L'ODM a la compétence d'approuver l'octroi et le renouvellement des
autorisations de séjour et de courte durée, ainsi que l'octroi de
l'autorisation d'établissement, lorsqu'il estime qu'une procédure
d'approbation est nécessaire pour certaines catégories de personnes afin
d'assurer une pratique uniforme de la loi ou lorsqu'une procédure
d'approbation se révèle indispensable dans un cas d'espèce. Il peut
refuser son approbation ou l'assortir de conditions (art. 85 al. 1 let. a et b
et art. 86 al. 1 OASA).
Au plan formel, le nouveau droit entré en vigueur le 1er janvier 2008
prévoit, à l'art. 86 al. 2 let. a et c OASA, que l'ODM refuse d'approuver
l'octroi de l'autorisation initiale et le renouvellement, notamment lorsque
les conditions d'admission ne sont plus remplies.
En l'espèce, la compétence décisionnelle appartient à la Confédération
en vertu des règles de procédure précitées (cf. également ch. 1.3.1.1 et
C2422/2010
Page 10
1.3.1.4 let. e des Directives et commentaires de l'ODM, en ligne sur son
site > Documentation > Bases légales > Directives et circulaires >
Domaine des étrangers > Procédure et compétences, version au 30
septembre 2011 [site internet consulté le 14 octobre 2011]). Il s'ensuit
que ni le Tribunal, ni l'ODM ne sont liés par la décision du SPOPJU du
11 décembre 2009 d'accorder une autorisation de séjour à l'intéressé et
peuvent parfaitement s'écarter de l'appréciation faite par cette autorité.
4.
4.1. En vertu de l'art. 42 al. 1 LEtr, le conjoint d'un ressortissant suisse a
droit à l'octroi d'une autorisation de séjour et à la prolongation de sa
durée de validité à condition de vivre en ménage commun avec lui, l'art.
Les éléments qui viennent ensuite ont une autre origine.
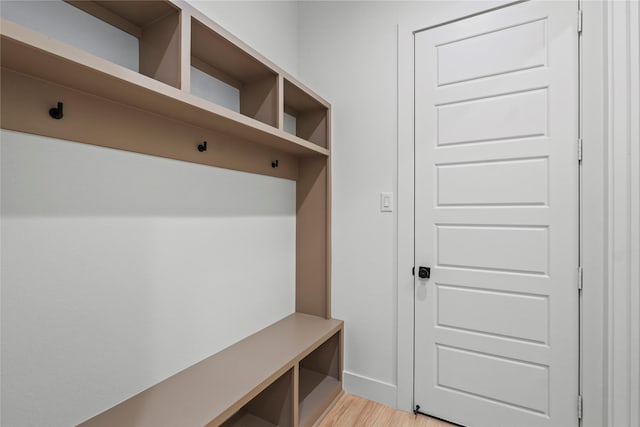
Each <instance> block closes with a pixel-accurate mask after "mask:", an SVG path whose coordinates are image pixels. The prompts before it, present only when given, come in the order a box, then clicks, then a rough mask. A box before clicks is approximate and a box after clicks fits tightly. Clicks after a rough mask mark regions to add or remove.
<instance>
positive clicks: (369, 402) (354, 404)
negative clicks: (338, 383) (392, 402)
mask: <svg viewBox="0 0 640 427" xmlns="http://www.w3.org/2000/svg"><path fill="white" fill-rule="evenodd" d="M390 426H393V427H396V426H397V427H452V424H449V423H446V422H444V421H440V420H436V419H433V418H429V417H425V416H424V415H413V414H411V413H408V412H403V411H398V410H397V409H393V408H390V407H388V406H384V405H381V404H379V403H376V402H372V401H370V400H367V399H363V398H361V397H358V396H354V395H352V394H348V393H344V394H343V395H342V396H341V397H340V399H338V401H337V402H336V404H335V405H333V408H331V410H330V411H329V412H328V413H327V415H326V416H325V417H324V419H323V420H322V421H321V422H320V424H318V427H390Z"/></svg>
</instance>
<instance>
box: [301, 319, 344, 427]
mask: <svg viewBox="0 0 640 427" xmlns="http://www.w3.org/2000/svg"><path fill="white" fill-rule="evenodd" d="M341 346H342V336H341V332H340V331H339V332H337V333H336V334H334V335H333V336H332V337H331V338H329V339H328V340H327V341H325V342H324V343H322V344H321V345H320V346H319V347H318V348H316V349H315V350H313V351H312V352H311V353H309V354H308V355H307V356H306V357H305V358H304V359H302V360H301V361H300V369H299V372H300V373H299V399H298V402H299V403H298V406H299V410H298V413H299V421H300V426H307V425H312V424H313V423H314V422H315V421H316V420H317V418H318V417H319V416H320V415H321V414H322V413H323V412H324V410H325V409H326V408H327V407H328V406H329V404H331V402H332V401H333V400H334V399H335V397H336V396H337V395H338V393H339V392H340V390H341V389H342V359H341V355H342V352H341Z"/></svg>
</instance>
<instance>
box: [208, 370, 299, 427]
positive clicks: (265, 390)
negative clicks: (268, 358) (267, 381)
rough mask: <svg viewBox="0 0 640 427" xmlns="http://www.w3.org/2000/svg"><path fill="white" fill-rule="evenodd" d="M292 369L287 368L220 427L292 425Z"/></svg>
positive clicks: (292, 386)
mask: <svg viewBox="0 0 640 427" xmlns="http://www.w3.org/2000/svg"><path fill="white" fill-rule="evenodd" d="M293 388H294V386H293V369H289V370H288V371H287V372H285V373H284V374H283V375H281V376H280V377H279V378H278V379H277V380H275V381H274V382H273V383H271V385H269V386H268V387H267V388H266V389H264V390H263V391H262V392H261V393H260V394H258V395H257V396H256V397H254V398H253V399H251V401H249V403H247V404H246V405H244V406H243V407H242V408H241V409H240V410H239V411H238V412H236V413H235V414H234V415H232V416H231V418H229V419H228V420H227V421H225V422H224V423H222V425H221V427H273V426H279V427H293V425H294V423H293Z"/></svg>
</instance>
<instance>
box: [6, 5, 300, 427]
mask: <svg viewBox="0 0 640 427" xmlns="http://www.w3.org/2000/svg"><path fill="white" fill-rule="evenodd" d="M229 3H231V2H229ZM7 6H9V7H7ZM12 6H16V7H12ZM291 6H292V5H289V4H286V5H284V4H283V5H281V6H280V8H279V9H278V8H276V10H279V11H281V12H282V11H285V10H287V9H291ZM293 6H294V5H293ZM20 7H24V8H27V10H26V11H25V10H21V9H20ZM260 7H262V6H256V10H258V9H260ZM265 7H266V6H265ZM30 8H31V10H29V9H30ZM32 8H40V10H44V9H42V8H46V9H47V10H46V11H45V13H44V14H43V15H44V16H46V15H47V14H49V16H54V15H55V16H56V19H63V20H64V21H63V22H67V25H60V24H55V25H51V24H52V23H53V20H47V19H35V18H34V16H36V15H35V14H34V13H33V9H32ZM0 10H1V11H2V14H3V16H5V17H9V16H7V15H8V14H11V16H10V17H11V18H13V19H15V20H17V21H21V22H22V23H23V24H27V26H31V27H34V26H35V27H38V28H39V29H41V30H43V29H46V30H44V31H47V32H48V33H49V34H51V31H52V28H51V27H52V26H55V27H57V30H56V29H53V31H58V33H55V34H54V36H55V37H56V38H60V39H63V40H65V41H67V42H72V41H73V40H74V39H75V38H76V37H77V36H76V35H75V30H77V29H78V28H79V27H80V26H81V25H85V24H79V23H78V22H86V17H80V18H78V17H77V16H75V15H76V13H75V12H76V10H75V8H69V6H68V5H64V4H61V3H60V2H37V3H35V2H16V3H14V4H11V5H8V4H6V3H5V2H4V1H3V2H2V5H1V7H0ZM292 10H294V11H296V10H297V8H296V7H293V9H292ZM208 13H209V14H210V16H211V17H212V19H214V20H215V21H217V22H219V23H220V24H221V25H222V26H224V27H226V28H229V29H232V30H233V23H234V22H235V23H236V24H238V23H242V22H243V23H245V24H246V25H247V30H248V31H245V33H244V34H243V35H242V34H238V35H240V36H241V37H242V36H244V38H245V41H246V42H248V43H249V44H252V42H254V41H258V42H259V43H258V44H259V45H260V46H259V49H261V50H262V53H264V54H265V55H270V57H271V58H272V59H274V60H275V61H276V62H277V61H278V59H277V58H275V57H280V58H285V59H286V61H289V62H290V63H292V64H294V65H297V48H291V47H290V46H288V45H282V43H281V41H282V40H289V36H290V33H291V28H295V29H296V31H297V23H296V22H295V21H294V23H293V25H294V27H291V25H292V24H291V22H289V23H287V25H285V22H284V21H282V18H281V17H280V16H276V15H277V14H276V13H275V12H274V13H270V14H268V13H266V9H265V10H264V11H263V12H261V13H257V14H255V15H253V14H249V15H247V14H246V11H243V10H241V9H237V8H234V7H233V6H232V5H228V7H226V8H224V12H221V13H220V16H217V15H216V13H217V9H216V11H208ZM296 13H297V12H296ZM43 15H40V16H43ZM74 16H75V17H74ZM78 19H80V21H78ZM270 19H274V20H276V22H270V21H269V20H270ZM56 22H60V21H56ZM252 22H253V24H252ZM227 24H231V25H227ZM87 25H88V26H87V27H84V26H83V27H82V31H89V32H92V36H85V39H88V40H91V42H90V43H89V44H92V45H93V44H94V43H95V44H97V45H99V46H100V48H99V49H98V50H97V51H94V53H95V54H97V55H99V56H103V57H106V58H108V59H110V60H113V61H116V62H118V61H119V59H118V58H122V57H124V58H125V61H124V63H122V65H125V66H129V67H130V68H134V69H135V68H136V67H137V65H135V64H131V63H127V62H126V61H127V60H129V59H131V58H135V59H136V61H137V46H136V43H135V40H133V43H129V42H131V40H127V41H126V42H125V43H124V45H123V44H121V43H120V42H119V40H120V36H121V34H118V32H115V33H112V32H111V29H109V28H107V29H105V28H103V27H102V26H99V25H94V24H92V23H89V24H87ZM256 27H257V28H259V29H262V30H264V31H267V28H268V33H269V37H263V36H262V34H261V32H260V30H259V31H258V32H255V33H252V32H251V30H255V29H256ZM114 34H117V35H114ZM65 37H66V38H67V39H68V40H67V39H65ZM251 37H255V38H256V40H250V38H251ZM125 39H126V37H125ZM293 40H294V42H296V43H297V41H296V39H295V38H294V39H293ZM80 47H83V46H80ZM256 47H258V46H256ZM292 71H295V70H292ZM0 141H1V143H0V152H1V153H2V155H1V161H2V164H1V173H2V175H1V178H2V179H1V185H2V194H1V196H2V197H1V208H2V217H1V222H0V226H1V232H2V236H1V237H2V245H1V249H0V262H1V265H2V271H1V276H0V283H1V291H2V295H1V296H2V301H1V316H2V319H1V321H2V322H1V323H2V351H1V357H2V393H1V396H2V405H1V409H2V412H1V424H2V425H7V426H23V425H48V426H58V425H72V424H76V423H78V422H81V421H82V420H84V419H86V418H88V417H91V416H93V415H95V414H97V413H98V412H100V411H102V410H104V409H107V408H108V407H110V406H112V405H114V404H116V403H118V402H119V401H121V400H123V399H126V398H128V397H130V396H132V395H133V394H135V393H137V392H139V391H141V390H143V389H145V388H147V387H149V386H151V385H152V384H154V383H157V382H158V381H160V380H162V379H164V378H166V377H168V376H169V375H171V374H173V373H175V372H177V371H179V370H181V369H183V368H185V367H187V366H189V365H191V364H193V363H194V362H197V361H199V360H201V359H203V358H204V357H207V356H209V355H211V354H213V353H215V352H217V351H219V350H221V349H222V348H224V347H226V346H228V345H230V344H232V343H233V342H235V341H237V340H239V339H241V338H243V337H245V336H247V335H249V334H251V333H253V332H254V331H257V330H259V329H261V328H262V327H264V326H266V325H268V324H270V323H272V322H274V321H276V320H278V319H280V318H282V317H284V316H286V315H287V314H289V313H291V312H293V311H294V307H295V298H294V297H295V295H294V293H295V182H293V181H288V180H282V179H276V178H270V177H264V176H258V175H253V174H247V173H241V172H234V171H229V170H223V169H217V168H212V167H207V166H201V165H194V164H188V163H183V162H178V161H172V160H167V159H160V158H153V157H150V156H144V155H139V154H133V153H126V152H122V151H116V150H110V149H105V148H99V147H93V146H88V145H84V144H77V143H71V142H66V141H60V140H52V139H48V138H42V137H37V136H33V135H25V134H20V133H14V132H9V131H3V132H2V133H1V134H0Z"/></svg>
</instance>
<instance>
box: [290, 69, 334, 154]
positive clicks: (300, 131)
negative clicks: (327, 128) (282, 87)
mask: <svg viewBox="0 0 640 427" xmlns="http://www.w3.org/2000/svg"><path fill="white" fill-rule="evenodd" d="M328 112H329V109H328V107H327V105H325V104H324V103H323V102H320V101H319V100H318V99H316V98H315V97H313V96H312V95H310V94H309V93H308V92H307V91H306V90H304V89H302V88H301V87H299V86H297V85H296V84H294V83H292V82H291V81H289V80H287V79H284V118H283V130H284V131H285V132H288V133H291V134H293V135H296V136H298V137H300V138H302V139H304V140H307V141H309V142H312V143H314V144H316V145H319V146H321V147H324V148H328V147H327V127H328V123H327V120H328V118H327V115H328Z"/></svg>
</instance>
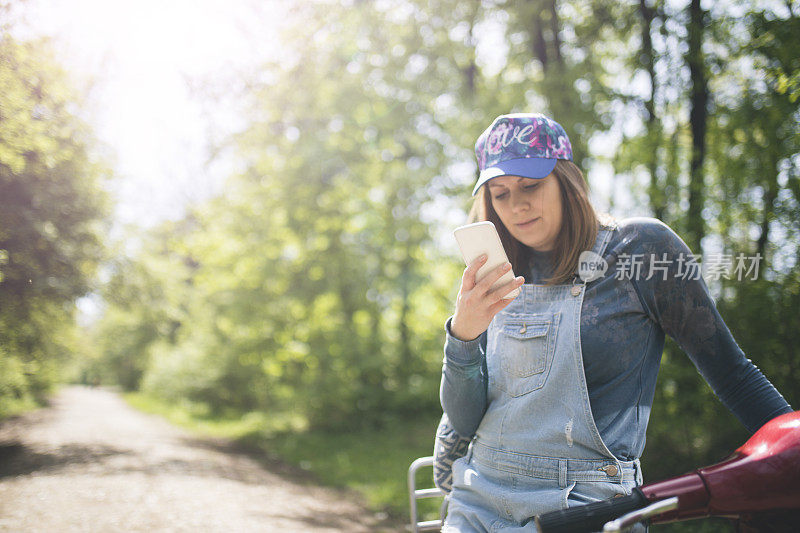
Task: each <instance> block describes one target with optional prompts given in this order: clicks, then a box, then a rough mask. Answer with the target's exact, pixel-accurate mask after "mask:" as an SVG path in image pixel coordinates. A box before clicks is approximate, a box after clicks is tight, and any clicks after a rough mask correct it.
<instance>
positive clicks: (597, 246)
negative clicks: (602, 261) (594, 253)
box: [572, 222, 617, 285]
mask: <svg viewBox="0 0 800 533" xmlns="http://www.w3.org/2000/svg"><path fill="white" fill-rule="evenodd" d="M616 228H617V224H616V222H610V223H608V224H601V225H600V227H599V228H598V231H597V238H596V239H595V241H594V246H593V247H592V252H594V253H595V254H597V255H598V256H600V257H603V254H604V253H605V251H606V248H607V247H608V243H609V242H610V241H611V236H612V235H613V234H614V230H615V229H616ZM579 271H580V264H578V265H577V266H576V268H575V276H574V277H573V278H572V284H573V285H586V282H585V281H584V280H583V279H581V277H580V274H579Z"/></svg>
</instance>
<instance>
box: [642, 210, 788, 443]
mask: <svg viewBox="0 0 800 533" xmlns="http://www.w3.org/2000/svg"><path fill="white" fill-rule="evenodd" d="M649 220H650V222H648V223H646V224H642V225H641V226H640V227H639V228H637V231H638V232H639V235H638V237H639V238H640V245H639V246H637V248H638V251H639V253H641V254H642V259H643V261H642V271H641V272H640V273H639V275H638V276H636V277H634V278H632V279H633V283H634V286H635V287H636V291H637V293H638V294H639V297H640V299H641V300H642V305H643V306H644V308H645V311H646V312H647V313H648V315H650V317H651V318H652V319H653V320H654V321H656V322H657V323H658V324H659V325H660V326H661V328H662V329H663V330H664V333H666V334H667V335H669V336H670V337H672V338H673V339H674V340H675V341H676V342H677V343H678V345H679V346H680V347H681V349H683V350H684V351H685V352H686V353H687V355H688V356H689V358H690V359H691V360H692V362H693V363H694V365H695V366H696V367H697V370H698V371H699V372H700V374H701V375H702V376H703V378H704V379H705V380H706V382H707V383H708V384H709V385H710V386H711V388H712V390H713V391H714V393H715V394H716V395H717V397H719V399H720V400H721V401H722V403H723V404H724V405H725V406H726V407H727V408H728V409H730V411H731V412H733V414H734V415H735V416H736V417H737V418H738V419H739V420H740V421H741V422H742V423H743V424H744V426H745V427H746V428H747V429H748V430H749V431H751V432H755V431H756V430H758V428H760V427H761V426H762V425H763V424H765V423H766V422H768V421H769V420H771V419H772V418H774V417H776V416H778V415H780V414H783V413H787V412H790V411H791V410H792V409H791V407H790V406H789V404H788V403H787V402H786V400H785V399H784V398H783V396H781V394H780V393H779V392H778V391H777V390H776V389H775V387H774V386H773V385H772V384H771V383H770V382H769V380H767V378H766V377H765V376H764V374H762V373H761V371H760V370H759V369H758V368H757V367H756V366H755V365H754V364H753V363H752V362H751V361H750V360H749V359H748V358H747V357H746V356H745V354H744V352H743V351H742V349H741V348H739V346H738V345H737V344H736V341H735V340H734V339H733V335H732V334H731V332H730V330H729V329H728V327H727V326H726V324H725V322H724V321H723V320H722V317H721V316H720V314H719V312H718V311H717V307H716V304H715V302H714V299H713V298H712V296H711V294H710V292H709V290H708V286H707V285H706V283H705V281H704V280H703V278H702V276H701V275H700V265H699V263H700V262H699V261H697V262H696V263H697V266H692V258H694V256H692V253H691V250H690V249H689V247H688V246H687V245H686V244H685V243H684V242H683V240H681V238H680V237H679V236H678V235H676V234H675V233H674V232H673V231H672V230H671V229H670V228H669V227H668V226H666V225H665V224H663V223H662V222H660V221H658V220H655V219H649Z"/></svg>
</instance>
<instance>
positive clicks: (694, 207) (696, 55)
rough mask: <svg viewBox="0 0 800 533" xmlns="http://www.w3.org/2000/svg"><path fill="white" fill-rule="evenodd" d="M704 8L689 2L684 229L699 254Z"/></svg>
mask: <svg viewBox="0 0 800 533" xmlns="http://www.w3.org/2000/svg"><path fill="white" fill-rule="evenodd" d="M704 18H705V11H703V9H702V8H701V7H700V0H692V1H691V3H690V4H689V27H688V28H687V30H688V36H689V51H688V53H687V54H686V63H687V64H688V66H689V74H690V77H691V83H690V85H691V94H690V97H689V103H690V111H689V123H690V128H691V136H692V154H691V162H690V171H689V210H688V213H687V214H686V217H687V219H686V229H687V237H688V240H689V246H690V247H691V248H692V250H693V251H694V252H695V253H701V252H702V250H701V247H700V243H701V241H702V239H703V236H704V235H705V224H704V222H703V206H704V203H705V202H704V188H705V183H704V176H703V161H704V160H705V155H706V126H707V124H706V123H707V119H708V97H709V91H708V80H707V78H706V71H705V64H704V61H703V59H704V58H703V50H702V47H703V34H704V28H703V22H704V20H703V19H704Z"/></svg>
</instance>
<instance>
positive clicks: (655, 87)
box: [639, 0, 667, 220]
mask: <svg viewBox="0 0 800 533" xmlns="http://www.w3.org/2000/svg"><path fill="white" fill-rule="evenodd" d="M655 13H656V11H655V9H653V8H651V7H649V6H648V5H647V0H639V14H640V16H641V17H642V54H641V56H640V62H641V63H642V64H643V65H644V67H645V70H646V71H647V76H648V78H649V79H650V97H649V98H648V99H647V100H645V102H644V108H645V111H646V112H647V117H646V118H645V128H646V131H647V147H648V150H647V151H646V152H645V154H646V157H647V161H646V162H645V163H646V165H647V170H648V172H649V173H650V188H649V194H648V196H649V197H650V208H651V209H652V211H653V215H654V216H655V217H656V218H657V219H659V220H664V215H665V214H666V211H667V209H666V208H667V206H666V195H665V194H664V190H663V185H660V184H659V182H658V173H657V172H658V144H659V143H658V141H657V138H656V136H657V135H658V134H659V131H658V128H657V118H656V104H655V95H656V71H655V53H654V51H653V39H652V36H651V32H652V30H653V19H654V18H655Z"/></svg>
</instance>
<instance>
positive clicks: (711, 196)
mask: <svg viewBox="0 0 800 533" xmlns="http://www.w3.org/2000/svg"><path fill="white" fill-rule="evenodd" d="M799 13H800V8H799V7H798V6H797V3H796V2H793V1H790V2H777V1H776V2H772V1H754V2H701V3H699V4H698V3H696V2H688V1H685V2H682V1H678V0H668V1H667V0H646V1H642V2H639V1H633V0H629V1H623V2H618V1H613V2H612V1H607V0H591V1H589V2H582V1H572V0H557V1H555V2H551V1H544V0H536V1H530V2H502V1H489V0H483V1H478V0H473V1H467V0H464V1H459V0H438V1H417V0H376V1H374V2H370V1H357V0H349V1H342V2H336V1H312V0H306V1H301V2H290V1H279V0H274V1H255V0H253V1H248V0H229V1H224V2H223V1H212V0H193V1H190V0H169V1H163V0H162V1H155V0H141V1H138V2H116V1H109V0H106V1H101V0H74V1H56V0H26V1H23V0H19V1H11V0H6V1H2V0H0V16H2V17H3V18H2V20H0V22H2V31H3V39H2V40H1V41H0V48H1V50H0V52H2V60H3V62H2V63H0V83H2V87H1V88H0V89H1V90H0V104H2V107H0V115H1V116H2V120H0V172H1V173H0V186H1V187H3V188H2V189H0V191H2V194H3V196H0V417H7V416H11V415H12V414H14V413H19V412H23V411H25V410H30V409H33V408H35V407H36V406H37V405H40V404H41V403H42V402H43V401H44V400H45V399H46V398H47V397H48V395H49V394H50V393H51V392H52V391H53V390H54V389H55V388H56V387H57V386H58V384H60V383H65V382H69V383H79V384H82V385H86V386H88V385H101V386H107V387H110V388H112V390H118V391H123V392H124V393H125V394H127V396H126V398H127V399H128V400H129V402H131V403H133V404H135V405H136V406H137V407H139V408H141V409H145V410H149V411H152V412H156V413H159V414H163V415H165V416H168V417H171V419H172V420H178V421H180V422H181V423H184V424H188V425H193V427H194V428H195V429H197V428H198V427H201V428H202V430H203V431H207V432H211V433H213V434H216V435H218V436H219V435H223V436H225V437H226V438H230V439H233V440H236V441H237V442H243V443H246V444H247V445H248V446H251V447H252V448H255V449H258V450H261V452H263V454H266V455H269V456H270V457H277V458H279V459H280V460H281V461H286V462H289V463H292V464H293V465H295V466H296V467H297V468H300V469H303V470H308V471H310V472H312V474H313V475H314V476H316V478H315V479H317V480H319V481H320V482H324V483H328V484H334V485H344V486H348V487H351V488H355V489H357V490H359V491H361V492H362V494H364V495H366V498H367V499H368V502H369V505H371V506H372V508H373V509H378V510H381V511H382V512H386V513H388V515H389V516H390V517H393V518H394V519H398V518H397V517H399V516H401V515H402V514H403V513H404V512H405V505H406V500H405V492H404V487H403V484H404V481H405V478H404V471H405V469H406V468H407V466H408V464H409V462H410V461H411V460H412V459H413V458H415V457H417V456H419V455H427V454H428V453H429V452H430V449H431V446H432V442H433V440H432V439H433V432H434V430H435V427H436V422H437V421H438V417H439V416H440V414H441V410H440V406H439V404H438V396H437V395H438V383H439V378H440V370H441V358H442V354H441V350H442V341H443V330H442V326H443V323H444V321H445V319H446V318H447V316H448V315H449V314H450V313H451V312H452V308H453V302H454V298H455V296H456V292H457V288H458V282H459V280H460V274H461V272H462V269H463V265H462V264H461V260H460V258H459V257H458V254H457V251H456V247H455V243H454V241H453V239H452V235H451V232H452V230H453V229H454V228H455V227H456V226H458V225H460V224H462V223H464V222H465V221H466V218H467V211H468V209H469V206H470V201H471V198H470V196H469V192H470V191H471V188H472V183H473V182H474V180H475V176H476V165H475V162H474V154H473V153H472V147H473V143H474V141H475V139H476V137H477V136H478V135H479V134H480V133H481V131H482V130H483V129H484V128H485V127H486V126H487V125H488V124H490V123H491V121H492V119H493V118H494V117H495V116H497V115H499V114H501V113H506V112H512V111H542V112H545V113H548V114H551V115H552V116H553V117H554V118H556V119H557V120H558V121H559V122H561V123H562V124H563V125H564V126H565V128H566V130H567V132H568V133H569V134H570V137H571V139H572V141H573V145H574V147H575V153H576V154H577V160H576V162H577V163H579V165H581V166H582V167H583V169H584V171H585V174H586V177H587V181H588V182H589V185H590V187H591V189H592V200H593V202H594V204H595V207H596V208H597V210H598V211H601V212H604V211H607V212H610V213H611V214H612V215H614V216H616V217H618V218H625V217H630V216H654V217H657V218H659V219H661V220H663V221H664V222H666V223H667V224H668V225H669V226H670V227H672V228H673V229H675V231H676V232H677V233H678V234H679V235H681V237H682V238H683V239H684V240H685V241H686V242H687V244H688V245H689V246H690V247H691V248H692V250H694V251H695V252H697V253H700V254H704V253H711V252H714V253H723V252H724V253H727V254H737V253H740V252H743V253H747V254H756V253H759V254H761V255H762V256H763V257H764V262H763V263H762V267H761V268H762V270H761V274H760V276H759V278H758V279H757V280H751V281H749V282H740V281H737V280H729V279H715V280H708V282H709V285H710V288H711V291H712V294H713V295H714V297H715V298H716V299H717V306H718V308H719V309H720V312H721V314H722V316H723V318H724V319H725V320H726V323H727V324H728V326H729V327H730V329H731V331H732V332H733V334H734V336H735V338H736V339H737V342H738V343H739V344H740V346H741V347H742V349H743V350H744V352H745V353H746V354H747V355H748V357H751V358H752V359H753V360H754V362H755V363H756V364H757V365H758V366H759V367H760V368H762V369H763V370H764V372H765V374H766V375H767V376H768V377H770V378H771V379H772V380H773V382H774V383H775V384H776V386H777V387H778V389H779V390H780V391H781V392H783V393H784V395H785V396H786V397H787V399H788V400H789V401H790V402H792V401H793V402H795V403H796V402H798V401H800V396H799V394H800V389H798V385H797V384H798V383H800V366H798V364H797V353H796V347H797V346H798V345H800V337H798V335H800V322H799V320H800V318H798V314H797V312H796V311H797V309H798V308H800V300H799V298H800V274H799V273H798V271H797V268H796V265H797V261H798V258H800V244H798V243H799V242H800V226H799V225H798V221H800V207H799V206H800V170H799V169H800V156H799V155H798V154H800V131H799V130H800V128H799V127H798V123H800V121H799V120H798V119H800V113H799V111H798V106H799V104H798V102H799V101H800V64H798V59H797V50H798V49H800V40H799V39H800V22H798V21H799V20H800V18H799ZM698 43H699V44H698ZM694 89H697V90H694ZM703 95H707V96H708V99H707V100H705V101H704V100H703V99H702V98H701V96H703ZM698 110H703V111H704V112H703V113H698V112H697V111H698ZM690 191H693V193H692V194H690ZM656 396H657V397H656V404H655V405H654V410H653V415H652V419H651V420H652V423H651V425H650V427H649V433H648V449H647V450H648V451H647V454H646V456H645V457H644V459H643V460H644V461H645V462H646V463H647V464H646V468H645V471H649V472H650V475H651V476H653V477H654V478H658V477H665V476H667V475H672V474H676V473H679V472H682V471H685V470H689V469H692V468H694V467H695V466H697V465H699V464H706V463H708V462H711V461H713V460H716V459H718V458H720V457H721V456H722V455H725V454H726V453H727V452H728V451H730V449H732V447H733V446H734V445H735V444H738V443H740V441H741V440H742V438H743V436H744V434H743V431H742V429H741V428H740V426H739V425H738V423H737V422H736V421H735V420H733V418H732V417H731V415H730V414H729V412H728V411H727V410H725V409H724V408H723V407H721V406H720V405H719V402H717V401H716V399H715V398H714V397H713V395H712V394H711V392H710V391H709V390H708V388H707V386H706V385H705V383H704V382H703V381H702V379H701V378H700V377H699V376H698V375H697V371H696V370H695V369H694V368H693V367H692V365H691V364H690V363H689V362H688V360H687V359H686V357H685V356H684V355H683V352H682V351H681V349H680V348H679V347H678V346H676V345H674V344H668V345H667V347H666V350H665V354H664V359H663V364H662V370H661V375H660V377H659V385H658V391H657V395H656ZM677 420H680V422H677ZM676 425H679V426H680V431H676V430H675V427H676ZM330 443H334V446H335V448H336V453H330V447H331V444H330ZM261 452H260V453H261ZM398 520H399V519H398Z"/></svg>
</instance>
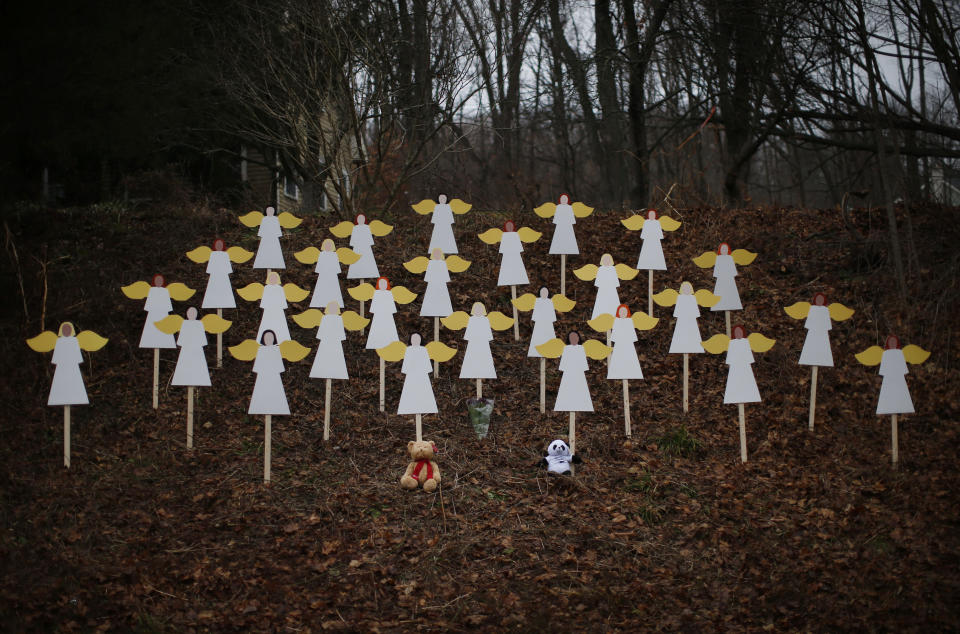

49 LEtr prévoyant cependant une exception à l'exigence du ménage
commun (cf. sur cette disposition l'arrêt du Tribunal fédéral 2C_759/2010
du 28 janvier 2011 consid. 4.2).
4.2. L'examen du dossier laisse apparaître que A._______ a vécu en
communauté conjugale avec son épouse suissesse du 3 août 2004, date
de la célébration du mariage, à, au plus tard, miavril 2005, date de la
séparation figurant dans le dispositif du jugement de mesures protectrices
de l'union conjugale du 7 mars 2005. Le mariage a été dissous par le
jugement de divorce rendu le 19 octobre 2009 par le Juge civil du
Tribunal de première instance de la République et canton du Jura. Ainsi,
le couple n'a fait ménage commun que durant huit mois et est
actuellement divorcé. Il s'ensuit que le recourant ne peut se prévaloir des
art. 42 al. 1 et 49 LEtr.
Le fait que A._______ ait gardé des contacts, même fréquents,
personnels et professionnels, avec son épouse après le prononcé de la
séparation au terme de la procédure de mesures protectrices de l'union
conjugale, ne change rien à cet état de fait, la vie en commun ayant
effectivement cessé à la miavril 2005 au plus tard et les intéressés
n'étant plus mariés. De même, l'affirmation selon laquelle B._______ se
serait déclarée prête, le 31 décembre 2009, à reprendre la vie commune
avec son exépoux, ne modifie pas l'appréciation, faite précédemment, de
la durée du ménage commun. Force est à ce sujet de constater que dite
déclaration, certes agrémentée de la signature d'un document daté du
31 décembre 2009, ne s'est pas concrétisée depuis et apparaît en
franche contradiction avec l'état de vie actuelle du recourant – qui vit avec
E._______ avec laquelle il a eu deux enfants – et avec le comportement
de B._______ qui avait unilatéralement requis, en date du 25 janvier
C2422/2010
Page 11
2005, des mesures protectrices de l'union conjugale, puis,
unilatéralement également, ouvert action en divorce en 2008.
5.
Selon l'art. 50 al. 1 LEtr, après dissolution de la famille, le droit du conjoint
et des enfants à l'octroi d'une autorisation de séjour et à la prolongation
de sa durée de validité en vertu des art. 42 et 43 LEtr subsiste dans les
cas suivants :
l'union conjugale a duré au moins trois ans et l'intégration
est réussie (let. a) ;
la poursuite du séjour en Suisse s'impose pour des raisons
personnelles majeures (let. b).
5.1. En édictant ces règles, le législateur a voulu que les autorités
examinent si le droit à l'octroi ou au renouvellement de l'autorisation de
séjour après dissolution de la famille devait être maintenu et qu'elles
n'aient plus, contrairement à l'ancien droit, de pouvoir d'appréciation pour
délivrer une telle autorisation, ce qui devrait favoriser une certaine
harmonisation des pratiques cantonales s'agissant de l'octroi d'un droit de
séjour (cf. Message du Conseil fédéral concernant la loi sur les étrangers
du 8 mars 2002, in : FF 2002 3512 ch. 1.3.7.6 ; cf. également ATF 137 II
1 consid. 3.1).
5.2. A l'art. 50 al. 1 let. a LEtr, le législateur a souhaité que l'étranger,
dont l'union conjugale a duré au moins trois ans et dont l'intégration est
réussie, ait un droit au renouvellement de son autorisation de séjour.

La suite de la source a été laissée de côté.